Carrey seems admirably game for all of the asininity that the script throws at him, but watching him do bits with himself in front of unconvincing CGI backdrops feels like something closer to brain-rotting children’s TikTok content than anything worth projecting on the big screen. Whether he’s torching his own birthday cake with a flamethrower or dancing with himself through a field of lasers, it’s never easy to shake the sense that the movie was more focused on achieving GIF-able moments than telling any kind of coherent story.

But doubling the number of mad scientists only works when you also double the hedgehogs. Fortunately, “Sonic the Hedgehog 3” has us covered in that department as well. Keanu Reeves joins the cast as Shadow, an ultra-powerful alien hedgehog who spent the past 50 years sleeping off a government-induced coma. The Guardian Units of Nations (G.U.N.) determined that Shadow was too important to kill but too powerful to allow to walk free, so he’s been monitored in a top-secret facility for the past half-century. But when he escapes and takes to the streets, Sonic’s (Ben Schwartz) idyllic domestic life with his adopted San Francisco family (which now includes Knuckles and Tails) is interrupted as he’s forced to save the world from yet another existential threat.

Shadow’s power is so great that Sonic and company have to turn to an unlikeliest ally: Dr. Robotnik. The world’s biggest hedgehog hater is now an overweight slob who spends his days watching telenovelas in his evil lair, but he’s lured out of retirement by the promise of eliminating one of the quilled mammals that have been the bane of his existence. The alliance is predictably short-lived, but it gives the mad scientist the energy he needs to reconnect with his grandfather and embark on his evilest plan to date.
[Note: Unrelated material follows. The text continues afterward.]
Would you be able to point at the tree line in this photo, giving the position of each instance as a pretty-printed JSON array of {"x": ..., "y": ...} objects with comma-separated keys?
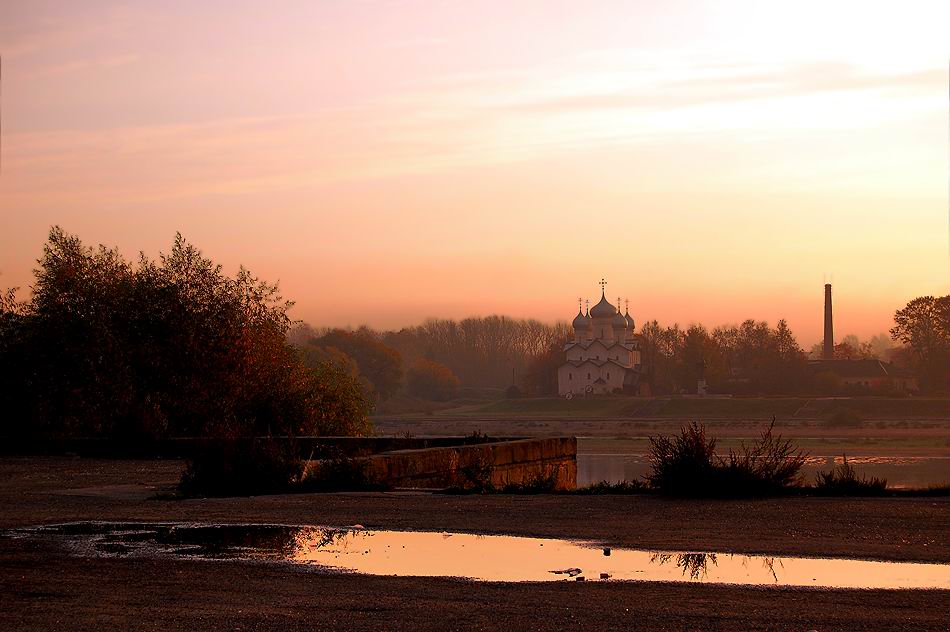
[
  {"x": 522, "y": 356},
  {"x": 106, "y": 347}
]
Even with minimal context, almost anyone reading this could figure out how things end, as “Sonic the Hedgehog 3” goes out with the same wildly predictable, one-dimensional storytelling that the franchise came in with. At this point, the most we can hope for is that anyone still watching these knows exactly what they’re getting into. It might be enough to entertain young children or diehard SEGA loyalists, but the rest of us are left to lament that the running time isn’t as fast as its blue protagonist.

Grade: D

A Paramount release, “Sonic the Hedgehog 3” opens in theaters on Friday, December 20.